図1.2 – 1 プロキシ型フィルタリングソフトの仕組み
図の中の1)から7)は、「導入、設定から一括管理までの一連の利用における容易さ、柔軟さ、共通利用」等の、本プロキシ型フィルタリングソフトの7つの特徴を示している。これは、平成9年度の教育用レイティングシステムの運用実験で利用したクライアント型フィルタリングソフト(IFS)の利用者からニーズとしてあげられた、一括した導入、設定/管理を行いたいということを踏まえたものである。なお個別のニーズは要件調査で示す。
1) 導入の容易さ
インストールはプロキシサーバに行うだけでよく、端末パソコンではプロキシサーバの設定を変更するだけで導入を完了できること。
2) 導入環境の汎用さ
エンドユーザのパソコンはインターネットを利用できさえすれば、フィルタリング用に新たにメモリ拡張等を行う必要はないこと。また、インストールするプロキシサーバの対応OSはニーズの高かったLinuxおよびSunであり、今後FreeBSDにも対応することも予定している。
3) 設定の容易さ
・ 設定操作は全てブラウザで行うことができること。
・ エンドユーザをユーザ名やIPアドレスで識別し、その端末パソコンのフィルタリング環境を一括して設定できること。

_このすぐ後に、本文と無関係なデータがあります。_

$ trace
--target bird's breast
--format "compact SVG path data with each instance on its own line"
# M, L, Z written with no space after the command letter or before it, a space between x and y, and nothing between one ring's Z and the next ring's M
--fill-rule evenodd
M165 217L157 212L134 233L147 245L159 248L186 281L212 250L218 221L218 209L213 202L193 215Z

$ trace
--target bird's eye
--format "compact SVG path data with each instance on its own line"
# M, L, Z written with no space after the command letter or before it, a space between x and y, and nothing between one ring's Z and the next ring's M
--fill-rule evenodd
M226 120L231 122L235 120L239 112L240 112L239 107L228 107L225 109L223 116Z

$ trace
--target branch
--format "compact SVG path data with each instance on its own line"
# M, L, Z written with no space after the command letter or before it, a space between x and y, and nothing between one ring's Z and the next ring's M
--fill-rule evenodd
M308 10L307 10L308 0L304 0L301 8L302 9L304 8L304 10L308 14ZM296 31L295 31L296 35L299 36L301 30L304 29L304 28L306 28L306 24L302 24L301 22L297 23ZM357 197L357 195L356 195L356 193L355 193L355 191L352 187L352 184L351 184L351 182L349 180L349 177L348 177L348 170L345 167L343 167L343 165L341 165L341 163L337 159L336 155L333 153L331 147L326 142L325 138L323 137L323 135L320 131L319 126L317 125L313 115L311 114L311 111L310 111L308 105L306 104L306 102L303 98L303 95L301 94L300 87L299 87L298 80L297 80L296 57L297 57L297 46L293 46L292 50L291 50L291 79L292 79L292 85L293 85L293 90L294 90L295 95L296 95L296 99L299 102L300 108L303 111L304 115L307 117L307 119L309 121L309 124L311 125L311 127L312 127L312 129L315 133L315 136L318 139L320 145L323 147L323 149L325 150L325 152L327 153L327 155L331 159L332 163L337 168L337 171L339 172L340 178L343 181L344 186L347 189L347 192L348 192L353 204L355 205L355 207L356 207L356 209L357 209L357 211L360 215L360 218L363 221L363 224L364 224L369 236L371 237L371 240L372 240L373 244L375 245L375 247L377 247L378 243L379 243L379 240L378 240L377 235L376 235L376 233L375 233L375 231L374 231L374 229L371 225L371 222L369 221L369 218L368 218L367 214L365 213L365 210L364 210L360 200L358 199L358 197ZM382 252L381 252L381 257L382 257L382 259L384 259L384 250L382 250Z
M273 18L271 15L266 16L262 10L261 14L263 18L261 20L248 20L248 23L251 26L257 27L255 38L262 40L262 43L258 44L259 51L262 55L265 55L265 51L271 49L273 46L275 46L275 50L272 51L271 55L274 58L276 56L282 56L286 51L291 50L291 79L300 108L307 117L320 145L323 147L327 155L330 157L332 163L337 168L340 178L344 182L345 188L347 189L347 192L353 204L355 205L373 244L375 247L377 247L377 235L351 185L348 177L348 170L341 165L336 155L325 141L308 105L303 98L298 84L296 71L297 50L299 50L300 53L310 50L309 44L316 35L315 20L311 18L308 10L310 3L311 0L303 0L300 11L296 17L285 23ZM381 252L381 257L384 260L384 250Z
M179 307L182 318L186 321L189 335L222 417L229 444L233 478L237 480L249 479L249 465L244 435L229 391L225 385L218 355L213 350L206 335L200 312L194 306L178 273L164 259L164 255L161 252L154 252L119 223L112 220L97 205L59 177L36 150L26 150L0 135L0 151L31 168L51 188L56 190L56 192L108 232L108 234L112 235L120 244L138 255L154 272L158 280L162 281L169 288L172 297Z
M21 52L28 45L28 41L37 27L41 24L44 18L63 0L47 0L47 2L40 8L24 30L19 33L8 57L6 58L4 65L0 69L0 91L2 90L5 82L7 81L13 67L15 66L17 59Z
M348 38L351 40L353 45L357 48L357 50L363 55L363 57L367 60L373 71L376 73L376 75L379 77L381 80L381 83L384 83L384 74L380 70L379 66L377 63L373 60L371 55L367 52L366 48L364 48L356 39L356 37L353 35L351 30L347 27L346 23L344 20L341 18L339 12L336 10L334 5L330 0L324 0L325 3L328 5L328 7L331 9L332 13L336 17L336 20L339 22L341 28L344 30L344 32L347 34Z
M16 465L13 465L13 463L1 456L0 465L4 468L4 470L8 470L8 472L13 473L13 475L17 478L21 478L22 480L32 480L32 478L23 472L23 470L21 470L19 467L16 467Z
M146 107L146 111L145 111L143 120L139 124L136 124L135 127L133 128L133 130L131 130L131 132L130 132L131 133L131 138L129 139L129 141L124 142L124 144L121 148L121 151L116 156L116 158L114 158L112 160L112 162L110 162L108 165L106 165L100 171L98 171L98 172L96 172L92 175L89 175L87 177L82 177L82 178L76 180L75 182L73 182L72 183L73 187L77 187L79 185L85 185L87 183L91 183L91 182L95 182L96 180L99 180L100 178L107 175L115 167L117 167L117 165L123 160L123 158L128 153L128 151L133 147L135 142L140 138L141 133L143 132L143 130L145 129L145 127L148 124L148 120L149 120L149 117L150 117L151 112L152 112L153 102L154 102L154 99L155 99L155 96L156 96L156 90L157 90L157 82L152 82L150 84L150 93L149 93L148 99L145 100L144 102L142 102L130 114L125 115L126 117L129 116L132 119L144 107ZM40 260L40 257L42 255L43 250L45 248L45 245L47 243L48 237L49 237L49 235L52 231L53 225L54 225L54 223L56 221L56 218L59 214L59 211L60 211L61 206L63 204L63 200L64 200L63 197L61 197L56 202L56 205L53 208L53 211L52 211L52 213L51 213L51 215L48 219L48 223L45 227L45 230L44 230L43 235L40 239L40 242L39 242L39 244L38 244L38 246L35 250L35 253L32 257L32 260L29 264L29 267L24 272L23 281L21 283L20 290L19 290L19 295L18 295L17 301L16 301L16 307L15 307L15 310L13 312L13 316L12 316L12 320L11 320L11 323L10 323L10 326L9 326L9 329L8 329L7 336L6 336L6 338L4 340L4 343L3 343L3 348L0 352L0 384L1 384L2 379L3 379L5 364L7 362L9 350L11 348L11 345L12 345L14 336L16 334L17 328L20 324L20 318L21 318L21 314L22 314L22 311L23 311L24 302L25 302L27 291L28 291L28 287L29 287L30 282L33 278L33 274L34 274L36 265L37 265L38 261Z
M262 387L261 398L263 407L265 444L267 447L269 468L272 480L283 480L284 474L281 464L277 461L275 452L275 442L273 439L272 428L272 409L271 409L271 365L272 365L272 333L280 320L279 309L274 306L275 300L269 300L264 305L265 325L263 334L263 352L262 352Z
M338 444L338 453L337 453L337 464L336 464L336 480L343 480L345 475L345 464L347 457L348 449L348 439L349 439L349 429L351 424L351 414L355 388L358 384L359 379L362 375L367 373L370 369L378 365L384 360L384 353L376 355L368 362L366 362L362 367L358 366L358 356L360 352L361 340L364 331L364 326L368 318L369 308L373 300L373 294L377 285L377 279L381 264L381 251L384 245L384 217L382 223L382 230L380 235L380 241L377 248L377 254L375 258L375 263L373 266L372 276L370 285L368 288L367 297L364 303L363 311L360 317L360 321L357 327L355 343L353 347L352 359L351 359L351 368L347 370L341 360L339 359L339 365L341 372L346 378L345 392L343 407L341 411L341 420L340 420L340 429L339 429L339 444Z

・ フィルタリング・レベル等のブロックする条件を記述するプロファイルはPICS-Rules(注)に準拠し、プロファイルデータベースで共通管理されており、ダウンロードして容易に設定できること。
・ エンドユーザとプロファイルの関連付けはあらかじめスケジューリングできること。
・ ラベルデータベースからのラベルのダウンロードは自動スケジュールを設定できること。
4) 設定の柔軟さ
・ ダウンロードしたプロファイルは各アクセス管理者毎にカスタマイズを行えること。
・ カスタマイズでは、レイティング基準におけるカテゴリ毎のレベル設定といった簡単なブロック条件だけではなく、PICS-Rulesに沿った様々なブロック条件(特定URLへのアクセスを禁止する、等)を記述できること。また、プロファイルにはブロック理由も含まれており、その変更もできること。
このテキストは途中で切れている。